Gao Chong mengenakan baju zirah berat dan memegang tombak tebal. Dia menatap Wang Qiao si Kapak Berdarah dan Sun Yuting di sampingnya dan berkata, “Pihak lawan sebelumnya ada di restoran itu. Yang perlu kita lakukan hanyalah menyerbu. Kita bertiga akan memperhatikan lingkungan sekitar dan berhati-hati terhadap panah tersembunyinya.”
Wang Qiao, pemilik Bloody Ax, mengangguk.
Sun Yuting juga mempercayai rekan satu timnya.
Rekan setimnya, Gao Chong, telah meraih juara pertama di Turnamen Bela Diri Dunia! Wang Qiao si Kapak Berdarah juga meraih juara kedua di Turnamen Bela Diri Dunia. Ia sendiri telah meraih juara pertama di dua turnamen wanita.
Ketiganya sangat berpengalaman dan mahir dalam pertempuran langsung!
“Mereka tidak bergerak jauh, jadi mereka seharusnya masih berada di area restoran. Aku akan mengawasi area itu!” kata Liu Jianfeng di obrolan tim.
“Kakek, bantu aku memantau daerah ini. Kita akan menyerbu mereka secara langsung,” kata Gao Chong.
Dari ketiganya, Bloody Ax Wang Qiao berjalan di sebelah kiri tim dengan perisai di satu tangan dan kapak di tangan lainnya.
Dewi Perang Sun Yuting berjalan di sebelah kanan tim dengan perisai di satu tangan dan pedang di tangan lainnya.
Gao Chong berjalan di tengah-tengah tim sambil memegang tombak besar.
Ketiganya segera berlari menuju restoran.
…
Di sebuah penginapan yang tidak jauh dari restoran, Penembak Jitu Wang Yi berada di lantai atas. Xu Jingming dan Panda Zhang Qian juga menjaganya di lantai atas. Wu Sai memantau area di lantai bawah.
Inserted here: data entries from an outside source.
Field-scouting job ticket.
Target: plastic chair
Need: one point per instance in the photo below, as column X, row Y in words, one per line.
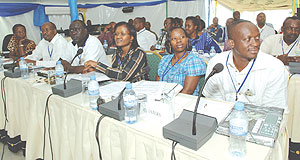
column 153, row 62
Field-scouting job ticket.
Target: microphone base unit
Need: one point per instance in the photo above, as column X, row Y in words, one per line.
column 110, row 109
column 11, row 74
column 180, row 130
column 73, row 87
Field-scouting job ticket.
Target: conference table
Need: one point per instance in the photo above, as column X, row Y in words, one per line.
column 294, row 107
column 73, row 128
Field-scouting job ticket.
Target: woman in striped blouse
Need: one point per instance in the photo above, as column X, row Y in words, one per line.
column 129, row 63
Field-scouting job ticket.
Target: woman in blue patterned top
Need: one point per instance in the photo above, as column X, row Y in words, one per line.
column 201, row 40
column 181, row 67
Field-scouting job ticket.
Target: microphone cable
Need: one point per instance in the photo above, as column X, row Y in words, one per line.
column 3, row 94
column 97, row 133
column 173, row 150
column 47, row 112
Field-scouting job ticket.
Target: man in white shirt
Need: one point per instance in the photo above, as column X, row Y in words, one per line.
column 285, row 46
column 249, row 75
column 91, row 46
column 144, row 37
column 50, row 48
column 264, row 30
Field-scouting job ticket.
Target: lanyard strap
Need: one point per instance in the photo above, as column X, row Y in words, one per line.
column 50, row 53
column 79, row 57
column 167, row 70
column 237, row 91
column 290, row 49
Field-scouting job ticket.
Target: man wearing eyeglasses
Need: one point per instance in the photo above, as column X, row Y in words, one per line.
column 91, row 46
column 49, row 49
column 286, row 46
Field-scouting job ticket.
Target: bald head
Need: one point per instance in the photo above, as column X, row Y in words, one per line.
column 236, row 15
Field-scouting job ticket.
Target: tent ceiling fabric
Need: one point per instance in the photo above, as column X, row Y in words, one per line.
column 65, row 2
column 257, row 5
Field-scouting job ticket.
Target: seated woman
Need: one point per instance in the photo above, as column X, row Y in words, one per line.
column 19, row 45
column 181, row 67
column 129, row 63
column 201, row 40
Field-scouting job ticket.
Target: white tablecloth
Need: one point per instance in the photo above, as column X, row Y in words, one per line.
column 73, row 126
column 294, row 107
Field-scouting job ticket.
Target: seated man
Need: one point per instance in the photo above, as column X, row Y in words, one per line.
column 92, row 48
column 50, row 49
column 285, row 46
column 249, row 75
column 18, row 44
column 145, row 38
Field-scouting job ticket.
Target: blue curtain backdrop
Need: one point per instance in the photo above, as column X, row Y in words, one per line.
column 13, row 9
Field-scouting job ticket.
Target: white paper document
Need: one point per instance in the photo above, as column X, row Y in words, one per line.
column 218, row 109
column 86, row 77
column 112, row 89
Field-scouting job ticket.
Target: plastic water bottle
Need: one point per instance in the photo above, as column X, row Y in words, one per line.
column 238, row 128
column 93, row 90
column 194, row 50
column 130, row 104
column 1, row 65
column 212, row 51
column 105, row 45
column 23, row 68
column 59, row 73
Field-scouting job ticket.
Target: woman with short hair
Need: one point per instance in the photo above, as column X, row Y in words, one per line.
column 19, row 45
column 181, row 66
column 129, row 63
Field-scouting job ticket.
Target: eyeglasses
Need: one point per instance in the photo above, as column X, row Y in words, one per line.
column 75, row 29
column 121, row 34
column 296, row 29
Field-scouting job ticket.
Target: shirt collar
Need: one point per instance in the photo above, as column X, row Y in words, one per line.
column 54, row 39
column 258, row 65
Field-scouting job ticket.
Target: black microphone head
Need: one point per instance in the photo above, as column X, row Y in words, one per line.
column 218, row 67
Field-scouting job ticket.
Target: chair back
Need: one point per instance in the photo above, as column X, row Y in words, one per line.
column 153, row 62
column 5, row 42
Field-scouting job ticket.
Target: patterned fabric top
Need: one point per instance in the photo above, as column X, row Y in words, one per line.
column 28, row 47
column 190, row 66
column 205, row 42
column 133, row 67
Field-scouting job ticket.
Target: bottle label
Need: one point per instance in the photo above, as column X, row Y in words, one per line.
column 129, row 101
column 238, row 127
column 94, row 92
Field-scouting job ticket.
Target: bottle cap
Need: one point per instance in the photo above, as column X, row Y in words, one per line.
column 128, row 86
column 92, row 77
column 239, row 106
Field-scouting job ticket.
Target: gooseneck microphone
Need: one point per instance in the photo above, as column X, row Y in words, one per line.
column 217, row 69
column 79, row 52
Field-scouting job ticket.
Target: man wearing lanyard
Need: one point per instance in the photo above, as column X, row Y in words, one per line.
column 286, row 46
column 92, row 48
column 249, row 75
column 49, row 49
column 144, row 37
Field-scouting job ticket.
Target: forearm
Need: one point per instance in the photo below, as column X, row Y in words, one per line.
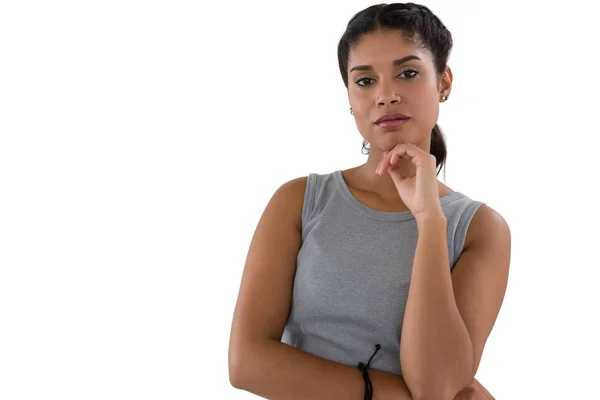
column 275, row 370
column 435, row 349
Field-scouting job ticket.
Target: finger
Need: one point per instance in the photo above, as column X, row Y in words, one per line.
column 416, row 155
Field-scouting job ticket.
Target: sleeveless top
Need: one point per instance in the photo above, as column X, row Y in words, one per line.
column 353, row 273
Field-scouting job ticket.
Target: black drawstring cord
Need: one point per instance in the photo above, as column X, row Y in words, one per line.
column 363, row 368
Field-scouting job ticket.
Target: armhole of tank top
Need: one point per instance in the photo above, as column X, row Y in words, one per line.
column 309, row 198
column 462, row 227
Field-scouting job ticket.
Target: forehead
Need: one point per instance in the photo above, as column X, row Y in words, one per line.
column 381, row 48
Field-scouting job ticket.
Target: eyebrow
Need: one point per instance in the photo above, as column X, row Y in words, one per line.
column 395, row 62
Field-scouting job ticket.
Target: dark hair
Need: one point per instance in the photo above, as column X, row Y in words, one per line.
column 418, row 25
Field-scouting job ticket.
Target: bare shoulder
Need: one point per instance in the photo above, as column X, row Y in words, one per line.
column 291, row 193
column 487, row 225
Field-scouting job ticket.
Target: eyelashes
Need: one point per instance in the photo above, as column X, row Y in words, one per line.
column 413, row 73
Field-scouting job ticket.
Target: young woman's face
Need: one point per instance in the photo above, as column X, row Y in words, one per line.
column 379, row 84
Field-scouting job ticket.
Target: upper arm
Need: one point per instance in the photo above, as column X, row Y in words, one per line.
column 265, row 292
column 480, row 276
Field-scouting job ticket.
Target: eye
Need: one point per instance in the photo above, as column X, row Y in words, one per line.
column 362, row 80
column 408, row 74
column 411, row 71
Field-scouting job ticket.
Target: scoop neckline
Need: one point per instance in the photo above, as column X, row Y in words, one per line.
column 367, row 211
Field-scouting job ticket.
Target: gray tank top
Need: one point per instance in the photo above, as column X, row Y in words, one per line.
column 353, row 273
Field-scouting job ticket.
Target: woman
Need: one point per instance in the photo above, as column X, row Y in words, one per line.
column 377, row 281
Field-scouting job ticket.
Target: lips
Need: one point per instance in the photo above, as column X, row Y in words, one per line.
column 391, row 117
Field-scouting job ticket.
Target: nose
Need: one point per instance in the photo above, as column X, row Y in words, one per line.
column 387, row 95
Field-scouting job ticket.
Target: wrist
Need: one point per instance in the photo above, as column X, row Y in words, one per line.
column 436, row 219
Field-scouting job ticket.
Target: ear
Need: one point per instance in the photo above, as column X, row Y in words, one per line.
column 446, row 81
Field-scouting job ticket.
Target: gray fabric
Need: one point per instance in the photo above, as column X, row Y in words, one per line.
column 353, row 273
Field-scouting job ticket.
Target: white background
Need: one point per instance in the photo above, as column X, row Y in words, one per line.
column 141, row 141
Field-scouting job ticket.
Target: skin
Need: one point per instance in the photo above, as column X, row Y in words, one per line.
column 412, row 88
column 389, row 89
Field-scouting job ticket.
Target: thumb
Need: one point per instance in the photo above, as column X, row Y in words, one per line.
column 397, row 176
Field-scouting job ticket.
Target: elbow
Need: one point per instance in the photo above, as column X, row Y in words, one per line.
column 237, row 374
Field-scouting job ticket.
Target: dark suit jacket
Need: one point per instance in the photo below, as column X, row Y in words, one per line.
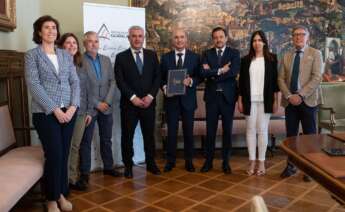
column 128, row 79
column 192, row 64
column 270, row 83
column 226, row 81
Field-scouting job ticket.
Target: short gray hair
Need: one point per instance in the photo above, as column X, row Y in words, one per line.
column 300, row 27
column 88, row 33
column 135, row 27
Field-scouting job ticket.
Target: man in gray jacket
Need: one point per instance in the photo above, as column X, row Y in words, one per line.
column 102, row 86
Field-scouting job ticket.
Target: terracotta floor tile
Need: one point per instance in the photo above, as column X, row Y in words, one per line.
column 149, row 195
column 126, row 187
column 81, row 205
column 203, row 208
column 172, row 186
column 235, row 177
column 288, row 190
column 297, row 180
column 196, row 193
column 98, row 209
column 150, row 180
column 175, row 203
column 150, row 209
column 259, row 182
column 276, row 200
column 224, row 202
column 244, row 192
column 304, row 206
column 216, row 185
column 322, row 198
column 91, row 188
column 107, row 180
column 192, row 179
column 124, row 204
column 101, row 196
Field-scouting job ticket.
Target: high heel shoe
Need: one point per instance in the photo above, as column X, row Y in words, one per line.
column 261, row 169
column 251, row 169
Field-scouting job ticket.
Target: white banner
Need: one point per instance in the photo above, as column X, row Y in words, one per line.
column 112, row 23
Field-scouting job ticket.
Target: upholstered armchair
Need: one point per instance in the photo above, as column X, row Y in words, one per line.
column 331, row 115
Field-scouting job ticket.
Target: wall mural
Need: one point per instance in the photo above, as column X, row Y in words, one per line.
column 325, row 19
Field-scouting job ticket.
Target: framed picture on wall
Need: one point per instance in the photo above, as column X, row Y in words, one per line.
column 7, row 15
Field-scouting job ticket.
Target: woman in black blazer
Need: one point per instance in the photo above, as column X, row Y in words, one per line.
column 258, row 97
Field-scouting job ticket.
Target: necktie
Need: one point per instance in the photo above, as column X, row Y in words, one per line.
column 179, row 61
column 139, row 62
column 295, row 73
column 219, row 56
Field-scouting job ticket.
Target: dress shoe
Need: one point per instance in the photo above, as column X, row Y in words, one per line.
column 206, row 167
column 153, row 169
column 189, row 166
column 288, row 171
column 128, row 172
column 79, row 186
column 168, row 167
column 226, row 168
column 112, row 172
column 306, row 178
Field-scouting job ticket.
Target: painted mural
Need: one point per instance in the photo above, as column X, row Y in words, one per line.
column 325, row 19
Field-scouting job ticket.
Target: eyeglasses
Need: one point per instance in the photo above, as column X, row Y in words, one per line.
column 299, row 34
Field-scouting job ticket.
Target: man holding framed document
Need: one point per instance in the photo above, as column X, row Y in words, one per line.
column 180, row 76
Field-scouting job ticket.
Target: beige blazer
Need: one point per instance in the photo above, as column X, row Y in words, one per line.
column 310, row 71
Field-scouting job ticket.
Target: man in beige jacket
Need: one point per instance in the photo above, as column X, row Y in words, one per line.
column 299, row 80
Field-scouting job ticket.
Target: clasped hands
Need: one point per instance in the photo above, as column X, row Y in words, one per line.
column 221, row 71
column 64, row 117
column 144, row 102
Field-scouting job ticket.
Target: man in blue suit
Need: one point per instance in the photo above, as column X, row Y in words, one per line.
column 220, row 66
column 180, row 106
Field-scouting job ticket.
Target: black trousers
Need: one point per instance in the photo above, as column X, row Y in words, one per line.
column 130, row 115
column 294, row 115
column 173, row 116
column 56, row 140
column 214, row 109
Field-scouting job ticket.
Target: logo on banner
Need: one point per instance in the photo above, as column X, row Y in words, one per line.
column 104, row 32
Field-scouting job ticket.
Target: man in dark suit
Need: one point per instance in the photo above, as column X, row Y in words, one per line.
column 138, row 78
column 183, row 105
column 220, row 66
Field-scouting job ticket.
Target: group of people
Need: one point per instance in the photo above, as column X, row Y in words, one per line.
column 71, row 91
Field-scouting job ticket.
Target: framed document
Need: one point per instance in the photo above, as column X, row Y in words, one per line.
column 175, row 84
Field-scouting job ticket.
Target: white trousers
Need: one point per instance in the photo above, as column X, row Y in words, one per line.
column 257, row 123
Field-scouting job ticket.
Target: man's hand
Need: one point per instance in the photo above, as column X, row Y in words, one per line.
column 206, row 66
column 60, row 116
column 295, row 100
column 88, row 120
column 102, row 106
column 70, row 112
column 225, row 68
column 147, row 101
column 187, row 81
column 138, row 102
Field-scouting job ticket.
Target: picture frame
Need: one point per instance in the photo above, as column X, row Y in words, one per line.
column 7, row 15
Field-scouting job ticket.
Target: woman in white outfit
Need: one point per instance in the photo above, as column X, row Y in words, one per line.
column 258, row 98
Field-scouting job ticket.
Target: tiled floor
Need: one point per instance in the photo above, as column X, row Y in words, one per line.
column 183, row 191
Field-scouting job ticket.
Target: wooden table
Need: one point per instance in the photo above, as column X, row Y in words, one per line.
column 296, row 147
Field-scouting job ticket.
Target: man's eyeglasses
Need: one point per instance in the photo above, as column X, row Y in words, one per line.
column 299, row 34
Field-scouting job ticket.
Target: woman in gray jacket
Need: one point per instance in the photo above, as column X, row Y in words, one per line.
column 54, row 86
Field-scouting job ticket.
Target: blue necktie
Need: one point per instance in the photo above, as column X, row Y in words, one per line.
column 295, row 73
column 179, row 61
column 219, row 56
column 139, row 62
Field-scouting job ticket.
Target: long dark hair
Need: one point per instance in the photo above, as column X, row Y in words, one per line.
column 77, row 60
column 267, row 54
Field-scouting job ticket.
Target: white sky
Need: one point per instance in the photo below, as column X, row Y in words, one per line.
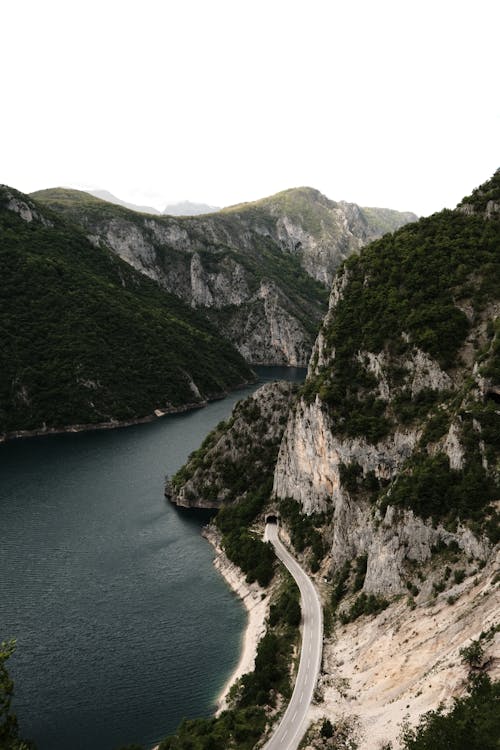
column 381, row 102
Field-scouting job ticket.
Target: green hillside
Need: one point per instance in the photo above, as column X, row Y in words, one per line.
column 430, row 293
column 87, row 339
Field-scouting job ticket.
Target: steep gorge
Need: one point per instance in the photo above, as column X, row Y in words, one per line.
column 388, row 472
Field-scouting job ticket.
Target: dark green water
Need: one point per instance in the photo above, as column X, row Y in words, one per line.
column 123, row 626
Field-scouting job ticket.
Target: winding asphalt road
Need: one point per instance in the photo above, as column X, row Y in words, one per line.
column 291, row 729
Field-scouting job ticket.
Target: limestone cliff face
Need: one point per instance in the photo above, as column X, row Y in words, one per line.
column 415, row 424
column 251, row 267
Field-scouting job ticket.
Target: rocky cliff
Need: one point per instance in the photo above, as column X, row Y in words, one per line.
column 89, row 341
column 259, row 270
column 238, row 455
column 392, row 451
column 396, row 433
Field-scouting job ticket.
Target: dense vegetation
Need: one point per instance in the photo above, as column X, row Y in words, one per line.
column 406, row 292
column 86, row 339
column 472, row 723
column 219, row 240
column 402, row 292
column 305, row 531
column 234, row 468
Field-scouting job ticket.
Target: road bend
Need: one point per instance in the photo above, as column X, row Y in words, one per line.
column 292, row 727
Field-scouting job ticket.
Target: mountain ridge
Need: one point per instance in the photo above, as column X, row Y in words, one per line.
column 249, row 268
column 86, row 339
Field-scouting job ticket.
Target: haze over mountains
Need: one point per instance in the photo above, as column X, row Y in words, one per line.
column 179, row 208
column 259, row 270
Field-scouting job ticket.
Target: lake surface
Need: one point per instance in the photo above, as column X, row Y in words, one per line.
column 123, row 626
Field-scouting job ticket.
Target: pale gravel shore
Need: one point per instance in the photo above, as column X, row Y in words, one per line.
column 256, row 602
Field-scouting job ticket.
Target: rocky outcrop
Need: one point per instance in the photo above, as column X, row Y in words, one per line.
column 411, row 414
column 248, row 266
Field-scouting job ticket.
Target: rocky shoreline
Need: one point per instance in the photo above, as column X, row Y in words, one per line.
column 256, row 602
column 114, row 424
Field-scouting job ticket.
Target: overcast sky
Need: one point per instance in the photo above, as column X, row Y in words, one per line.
column 381, row 102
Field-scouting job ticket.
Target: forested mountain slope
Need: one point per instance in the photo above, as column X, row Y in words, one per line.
column 387, row 482
column 258, row 269
column 86, row 338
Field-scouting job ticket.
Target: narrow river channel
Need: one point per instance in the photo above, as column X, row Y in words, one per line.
column 123, row 627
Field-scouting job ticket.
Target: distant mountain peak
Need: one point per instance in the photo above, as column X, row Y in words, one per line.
column 105, row 195
column 188, row 208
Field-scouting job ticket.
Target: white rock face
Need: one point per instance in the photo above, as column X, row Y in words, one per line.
column 310, row 457
column 308, row 470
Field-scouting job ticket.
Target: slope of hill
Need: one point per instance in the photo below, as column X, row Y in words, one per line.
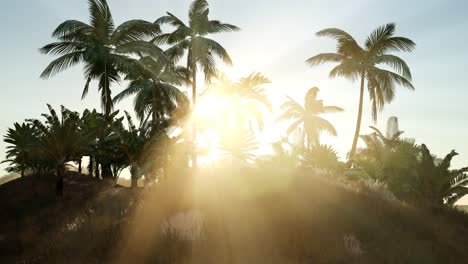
column 246, row 219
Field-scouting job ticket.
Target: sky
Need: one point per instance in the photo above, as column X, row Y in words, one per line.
column 276, row 39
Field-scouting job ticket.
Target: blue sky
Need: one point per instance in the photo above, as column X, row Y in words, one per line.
column 276, row 38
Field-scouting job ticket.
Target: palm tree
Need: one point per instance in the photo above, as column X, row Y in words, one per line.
column 245, row 101
column 308, row 116
column 60, row 141
column 355, row 62
column 22, row 140
column 132, row 142
column 436, row 182
column 201, row 51
column 101, row 46
column 392, row 134
column 156, row 96
column 321, row 157
column 239, row 146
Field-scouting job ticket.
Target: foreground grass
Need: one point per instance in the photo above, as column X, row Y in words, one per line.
column 248, row 217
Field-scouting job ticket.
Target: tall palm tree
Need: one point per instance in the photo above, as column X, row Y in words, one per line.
column 246, row 100
column 201, row 51
column 155, row 90
column 355, row 62
column 22, row 140
column 132, row 142
column 308, row 116
column 102, row 47
column 60, row 140
column 436, row 182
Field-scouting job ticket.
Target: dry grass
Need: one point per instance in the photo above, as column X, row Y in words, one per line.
column 248, row 217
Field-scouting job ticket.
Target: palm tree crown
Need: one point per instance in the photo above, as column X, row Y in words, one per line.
column 308, row 116
column 101, row 46
column 356, row 62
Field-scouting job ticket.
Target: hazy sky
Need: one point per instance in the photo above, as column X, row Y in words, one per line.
column 276, row 38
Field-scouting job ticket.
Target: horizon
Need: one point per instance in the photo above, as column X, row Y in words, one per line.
column 279, row 56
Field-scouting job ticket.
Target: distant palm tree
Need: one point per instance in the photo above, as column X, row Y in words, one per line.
column 355, row 62
column 102, row 47
column 154, row 90
column 132, row 142
column 60, row 140
column 392, row 133
column 201, row 51
column 321, row 157
column 247, row 100
column 436, row 182
column 308, row 116
column 239, row 146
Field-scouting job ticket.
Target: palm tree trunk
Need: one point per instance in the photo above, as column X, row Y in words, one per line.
column 155, row 105
column 90, row 166
column 194, row 126
column 134, row 176
column 79, row 165
column 96, row 168
column 59, row 183
column 358, row 122
column 106, row 171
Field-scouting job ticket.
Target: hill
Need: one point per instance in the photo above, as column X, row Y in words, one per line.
column 245, row 219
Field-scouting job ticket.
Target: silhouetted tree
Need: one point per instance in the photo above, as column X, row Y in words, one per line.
column 308, row 116
column 355, row 62
column 201, row 51
column 102, row 47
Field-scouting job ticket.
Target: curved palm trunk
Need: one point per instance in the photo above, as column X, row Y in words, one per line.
column 106, row 171
column 59, row 182
column 79, row 165
column 96, row 168
column 90, row 166
column 358, row 122
column 194, row 127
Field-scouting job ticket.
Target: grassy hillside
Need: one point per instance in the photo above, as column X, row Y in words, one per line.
column 249, row 218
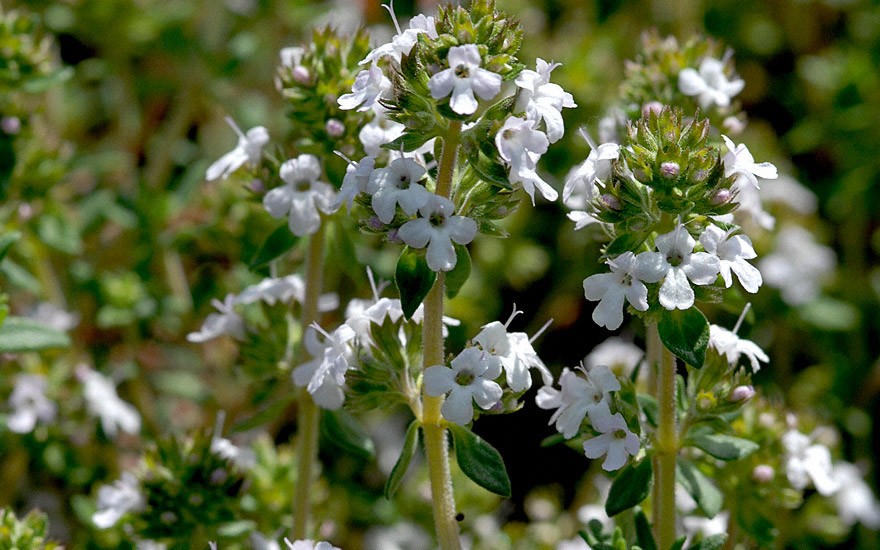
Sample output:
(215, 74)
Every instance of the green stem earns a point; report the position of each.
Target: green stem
(666, 441)
(307, 412)
(436, 445)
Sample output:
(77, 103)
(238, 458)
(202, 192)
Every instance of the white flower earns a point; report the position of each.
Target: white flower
(463, 78)
(470, 378)
(284, 290)
(855, 501)
(114, 501)
(738, 160)
(520, 145)
(103, 401)
(398, 184)
(309, 544)
(248, 151)
(303, 197)
(368, 86)
(621, 356)
(543, 100)
(612, 288)
(437, 228)
(798, 265)
(379, 131)
(732, 347)
(324, 375)
(710, 84)
(732, 252)
(514, 352)
(403, 42)
(29, 404)
(227, 321)
(579, 184)
(675, 264)
(616, 441)
(805, 463)
(578, 398)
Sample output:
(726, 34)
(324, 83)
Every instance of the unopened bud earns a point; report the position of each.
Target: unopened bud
(610, 202)
(742, 393)
(763, 473)
(334, 128)
(652, 107)
(670, 170)
(721, 196)
(11, 125)
(301, 75)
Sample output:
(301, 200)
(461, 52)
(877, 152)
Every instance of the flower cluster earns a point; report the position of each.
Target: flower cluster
(442, 78)
(590, 397)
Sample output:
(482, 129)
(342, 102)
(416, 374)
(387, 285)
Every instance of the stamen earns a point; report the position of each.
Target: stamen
(742, 316)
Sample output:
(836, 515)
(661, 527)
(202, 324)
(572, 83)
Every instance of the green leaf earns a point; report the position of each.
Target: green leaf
(456, 278)
(7, 162)
(710, 543)
(686, 334)
(480, 461)
(277, 243)
(414, 280)
(19, 334)
(724, 447)
(644, 536)
(343, 430)
(6, 242)
(630, 487)
(704, 492)
(410, 444)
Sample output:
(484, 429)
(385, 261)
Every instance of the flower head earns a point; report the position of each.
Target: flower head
(248, 151)
(709, 83)
(469, 378)
(463, 79)
(303, 196)
(615, 441)
(542, 100)
(437, 229)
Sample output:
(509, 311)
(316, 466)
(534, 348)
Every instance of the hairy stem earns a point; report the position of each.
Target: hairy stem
(436, 446)
(663, 498)
(308, 414)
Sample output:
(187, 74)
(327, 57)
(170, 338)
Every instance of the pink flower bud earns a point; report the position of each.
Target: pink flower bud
(742, 393)
(334, 128)
(763, 473)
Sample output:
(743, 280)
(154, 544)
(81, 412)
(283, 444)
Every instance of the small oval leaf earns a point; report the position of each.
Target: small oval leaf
(277, 243)
(686, 334)
(414, 280)
(410, 444)
(480, 461)
(19, 334)
(630, 487)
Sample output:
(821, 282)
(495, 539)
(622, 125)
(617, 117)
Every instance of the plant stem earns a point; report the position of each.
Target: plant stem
(308, 414)
(436, 446)
(666, 441)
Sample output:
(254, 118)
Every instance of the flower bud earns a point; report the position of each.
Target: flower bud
(670, 170)
(610, 202)
(301, 75)
(334, 128)
(720, 197)
(742, 393)
(763, 473)
(11, 125)
(652, 107)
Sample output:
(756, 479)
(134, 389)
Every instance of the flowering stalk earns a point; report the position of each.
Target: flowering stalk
(667, 441)
(436, 447)
(308, 415)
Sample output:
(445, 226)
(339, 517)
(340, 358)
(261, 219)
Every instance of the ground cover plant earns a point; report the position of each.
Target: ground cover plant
(461, 275)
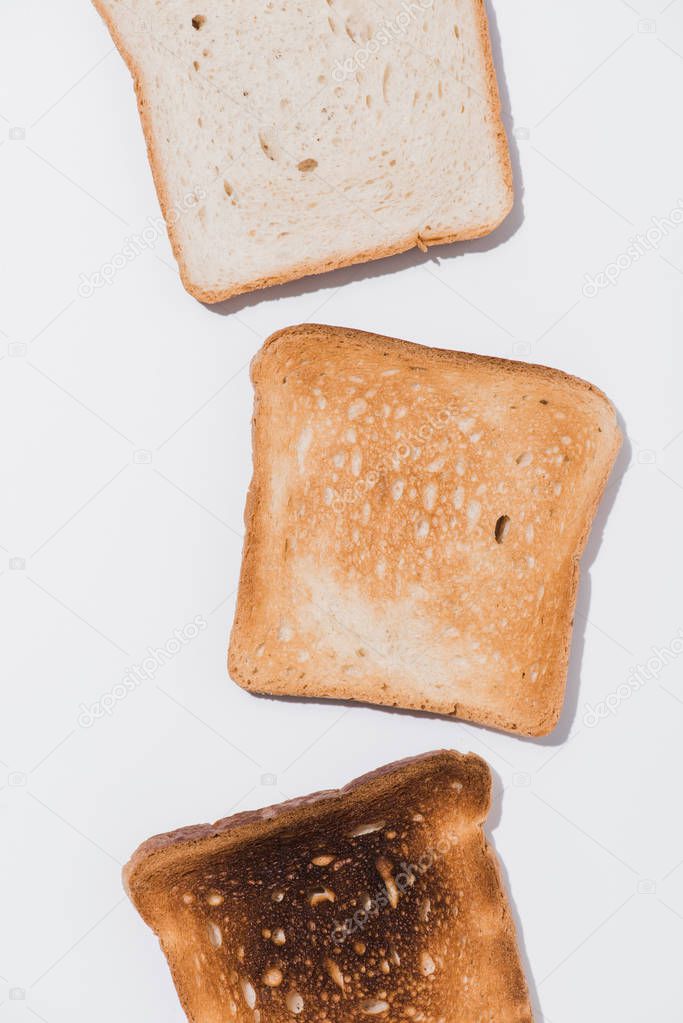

Guru Dong Xu dengan hati-hati menjaga persimpangan jalan.
“Gao Chong dan dua orang lainnya menyerbu langsung ke arah kita,” kata Wang Yi sambil mengerutkan kening. “Mereka sangat cepat! Mereka mengenakan baju zirah, dan Sun Yuting serta Wang Qiao memegang perisai.”
“Nak, apakah kamu percaya diri?” tanya Panda Zhang Qian sambil melihat ke luar jendela.
“Baju zirah berat dan perisai. Ketiganya sangat berpengalaman.” Wang Yi menggelengkan kepalanya. “Aku butuh mereka dekat, lebih baik jika dalam jarak 50 meter… Aku harus mencari kesempatan untuk menyerang kepala mereka dari jarak dekat.”
“Kita tidak bisa membiarkan mereka masuk ke penginapan. Lebih baik kita melawan mereka di area terbuka dan memberi Saudari Wang Yi kesempatan untuk menembak,” kata Zhang Qian. “Dari ketiga orang itu, Hercules Gao Chong adalah yang paling sulit dihadapi. Siapa yang akan menghentikannya?”
“Aku jago dalam hal kekuatan dan punya perisai ganda. Aku akan menghadangnya,” kata Boxer King Wu Sai di obrolan tim.
“Aku akan melawan mereka secara langsung. Panda, bertindaklah sesuai situasi,” kata Xu Jingming.
“Baiklah, sudah diputuskan.” Panda Zhang Qian mengangguk.
Saat itu, ketiga musuh tersebut telah tiba di jalan di depan penginapan.